GT: What are the next steps to the eventual launch and when are you planning to launch the app?
Klein: I think early next year you’ll see what we’re calling more of a full Bridj service. It’s going to look and feel more like the Bridj we envision and talk about with an enhanced user interface, even nicer buses, experienced drivers and another layer of back-end complexity that’s powering the system.
GT: What’s the competitive advantage against Uber and Lyft and their own multi-passenger and carpooling type-services?
Klein: Well look, I love the stuff Uber and Lyft are doing with their carpooling stuff. I think it’s great. But fundamentally in a car you can only get two people for the most part. Maybe you could try to squeeze three. But we’re talking about getting about seven to 15 people in a vehicle and a different format of vehicle. So we don’t really see ourselves as competing with Uber or Lyft.
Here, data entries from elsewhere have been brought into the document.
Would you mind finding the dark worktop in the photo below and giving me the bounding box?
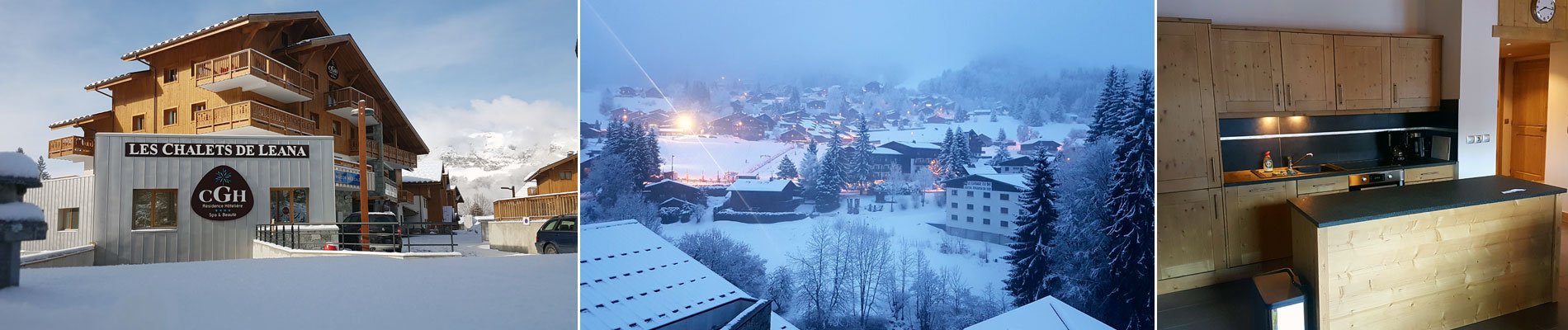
[1223,158,1457,186]
[1291,175,1565,229]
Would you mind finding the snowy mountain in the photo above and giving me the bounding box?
[423,131,577,210]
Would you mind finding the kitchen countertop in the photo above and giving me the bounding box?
[1289,175,1565,229]
[1223,158,1458,186]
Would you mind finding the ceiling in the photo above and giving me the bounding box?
[1498,39,1552,58]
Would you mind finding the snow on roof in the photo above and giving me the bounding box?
[589,220,751,330]
[730,178,791,191]
[965,295,1112,330]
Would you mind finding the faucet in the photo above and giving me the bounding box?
[1284,152,1312,175]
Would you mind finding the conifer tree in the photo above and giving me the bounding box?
[1002,152,1059,307]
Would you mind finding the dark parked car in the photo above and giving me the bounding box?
[533,214,577,255]
[338,213,403,252]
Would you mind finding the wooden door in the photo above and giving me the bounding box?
[1279,33,1338,111]
[1154,22,1221,192]
[1212,28,1284,112]
[1154,187,1225,280]
[1223,182,1295,267]
[1509,59,1549,182]
[1334,36,1394,110]
[1389,37,1443,108]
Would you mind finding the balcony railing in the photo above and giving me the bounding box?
[348,141,417,169]
[495,191,577,220]
[196,100,315,134]
[49,136,94,161]
[191,49,317,103]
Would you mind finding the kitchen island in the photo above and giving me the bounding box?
[1289,177,1565,330]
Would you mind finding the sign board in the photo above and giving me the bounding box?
[125,143,310,158]
[191,166,256,220]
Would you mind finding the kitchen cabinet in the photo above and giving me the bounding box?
[1223,182,1296,267]
[1154,22,1223,192]
[1204,28,1284,112]
[1405,164,1453,186]
[1334,36,1394,110]
[1295,175,1350,197]
[1155,187,1225,280]
[1389,37,1443,111]
[1279,33,1338,111]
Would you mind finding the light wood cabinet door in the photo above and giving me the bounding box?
[1154,22,1221,192]
[1212,28,1284,112]
[1223,182,1295,267]
[1334,36,1394,110]
[1389,37,1443,108]
[1279,33,1338,111]
[1154,187,1225,280]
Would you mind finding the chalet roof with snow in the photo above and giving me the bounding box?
[942,171,1028,192]
[730,178,795,192]
[577,220,793,330]
[965,295,1112,330]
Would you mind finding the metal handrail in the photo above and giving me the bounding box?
[256,222,458,252]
They provide a great way to get around sometimes, but our transportation landscape is getting more and more complex and we see this big gap. We think there is definitely an opportunity for a larger-format vehicle that’s smaller than a traditional bus that demand aggregates service at a very competitive price.
GT: How do you plan to work with municipalities and other government entities as you launch the app and Bridj progresses as a company?
Klein: I think I have relatively good reputation for being honest and trying to help cities. So I think some of our tactics are going to be very different from some of the for-profit entities in terms of approaching cities to partner versus taking on a more aggressive stance or tactic. I will say the ride sharing companies out there have changed government’s attitude toward it, which has been a real benefit to other companies. There has also been a downside. Sometimes tactics have been so aggressive, for example there is a lot of stuff circulating in the media about Uber and their tactics that also makes government skeptical. However, I think overall government remains open minded. We certainly were in Chicago and D.C. to allow new transportation options and ideas to flourish and not to stomp them out. I just think there are a lot of creative people in cities and they want to think of new ways of doing things and government is becoming more and more receptive. It’s becoming the new normal.
GT: How will transportation evolve in the future? Will it become more privatized or less?
Klein: That’s a great question. And I think what people don’t know is what’s powering our existing system. The reality is, it’s always been private…I think with public transit there is always this misconception that exists. For example, many believe the DC Circulator bus [system] here in D.C. is a publicly run bus service. And it is, in that the department oversees it, but it’s run by a private company called First Transit from the U.K. — who does a very good job by the way. But the fact is, for the majority of transit out there, if it’s not run by the city – for example with some of the older and bigger cities like New York and Chicago — in most of the country the transit is run by private companies. It’s run by Veolia, it’s run by Keolis, it’s run by First Transit and there a number of multi-billion dollar companies. So the reality is that most of the “public” transit people ride on is already privately operated.